# Audi CS ***Update Page 3 - 22/02/06***



## Rogue (Jun 15, 2003)

What a bunch of fucking arseholes.
I phoned Audi CS yesterday to try and get them to shoulder some of the cost for the new dashpod my car needs.
I was told that all the lines were busy, and that someone would DEFINATELY call me back today (yesterday).
Did I get a call back?
Did I fuck.

So, I just phoned them again this morning, to be told by the girl answering the phone that she would just check who was dealing with my call, and put me on hold. 10 minutes later, she comes back on and tells me that their systems are down, and she can't see who has been allocated my call.
So I ask her just to put me through to a manager, and she says she can't because my call has already been allocated to someone.
"Surely you must be able to manually over-ride the system and pass me on to someone, or are they all robots?" I asked, expectantly.
"No sir, we're not all robots", she replied, "but our computer system has been up and down all week".

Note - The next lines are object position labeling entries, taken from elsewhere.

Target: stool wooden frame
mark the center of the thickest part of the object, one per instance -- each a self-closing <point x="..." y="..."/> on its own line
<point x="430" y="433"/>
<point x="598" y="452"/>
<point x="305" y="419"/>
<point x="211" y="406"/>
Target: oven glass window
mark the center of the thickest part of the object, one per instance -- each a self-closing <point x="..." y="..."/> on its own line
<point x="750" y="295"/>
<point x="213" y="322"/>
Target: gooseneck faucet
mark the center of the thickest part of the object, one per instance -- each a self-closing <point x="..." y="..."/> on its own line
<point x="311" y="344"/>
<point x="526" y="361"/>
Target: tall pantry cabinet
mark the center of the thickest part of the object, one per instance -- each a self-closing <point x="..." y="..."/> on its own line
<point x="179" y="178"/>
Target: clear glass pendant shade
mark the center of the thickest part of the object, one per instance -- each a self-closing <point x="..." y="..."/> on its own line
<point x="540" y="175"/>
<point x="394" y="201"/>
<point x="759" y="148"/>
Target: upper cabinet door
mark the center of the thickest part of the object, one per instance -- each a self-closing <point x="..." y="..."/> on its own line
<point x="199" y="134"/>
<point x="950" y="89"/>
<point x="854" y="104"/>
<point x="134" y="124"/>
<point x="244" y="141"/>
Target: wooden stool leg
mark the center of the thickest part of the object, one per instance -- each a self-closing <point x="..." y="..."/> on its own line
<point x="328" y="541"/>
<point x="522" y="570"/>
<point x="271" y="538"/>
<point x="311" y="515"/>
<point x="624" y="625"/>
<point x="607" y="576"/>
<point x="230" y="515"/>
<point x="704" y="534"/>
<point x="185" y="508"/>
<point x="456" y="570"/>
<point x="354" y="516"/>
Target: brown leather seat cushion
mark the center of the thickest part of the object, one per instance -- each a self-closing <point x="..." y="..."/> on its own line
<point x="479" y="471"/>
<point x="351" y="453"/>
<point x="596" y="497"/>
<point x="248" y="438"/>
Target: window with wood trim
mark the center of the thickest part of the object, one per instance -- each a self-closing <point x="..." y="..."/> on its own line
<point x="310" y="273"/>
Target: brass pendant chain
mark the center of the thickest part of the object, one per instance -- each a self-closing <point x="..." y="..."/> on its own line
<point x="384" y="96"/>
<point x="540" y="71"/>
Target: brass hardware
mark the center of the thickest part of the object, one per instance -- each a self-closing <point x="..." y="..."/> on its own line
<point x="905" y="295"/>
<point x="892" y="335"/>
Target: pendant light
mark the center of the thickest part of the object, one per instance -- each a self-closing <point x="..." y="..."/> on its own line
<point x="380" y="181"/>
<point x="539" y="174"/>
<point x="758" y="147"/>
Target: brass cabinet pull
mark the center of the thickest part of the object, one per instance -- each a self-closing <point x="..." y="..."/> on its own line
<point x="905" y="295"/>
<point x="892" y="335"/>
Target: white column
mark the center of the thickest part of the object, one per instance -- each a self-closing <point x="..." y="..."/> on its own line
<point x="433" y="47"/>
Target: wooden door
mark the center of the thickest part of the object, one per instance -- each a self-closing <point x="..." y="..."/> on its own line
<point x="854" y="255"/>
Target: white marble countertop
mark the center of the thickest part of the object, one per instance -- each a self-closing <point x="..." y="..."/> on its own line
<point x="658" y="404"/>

"Ah", says I, "It sounds like your computer system is about as reliable as your cars".

"I can't possibly comment on that", she answers.

So, result (if you can call it that) is that I STILL haven't been able to speak to someone other than the girls answering the phones.
So I pay Â£23k for a car, and get better customer service from my newsagent.

Fucking arseholes.

I shall await with "baited" and "venomous" breath on their phone call.

Rogue :twisted:


----------



## YELLOW_TT (Feb 25, 2004)

sounds like a standard call to audi cs :evil:


----------



## saint (Dec 6, 2002)

Keep the fecking noise down - am trying to get on with a contract project!!! Bad enough being moved into VF on the 2nd floor!! :evil:

Oh... Audi knobs!!! Wanks!! Arseholes!! Taken 3 calls to get my correct details put on file so as Glasgow Audi can arrange my reg docs!!


----------



## Rogue (Jun 15, 2003)

saint said:


> Keep the fecking noise down - am trying to get on with a contract project!!! Bad enough being moved into VF on the 2nd floor!! :evil:
> 
> Oh... Audi knobs!!! Wanks!! Arseholes!! Taken 3 calls to get my correct details put on file so as Glasgow Audi can arrange my reg docs!!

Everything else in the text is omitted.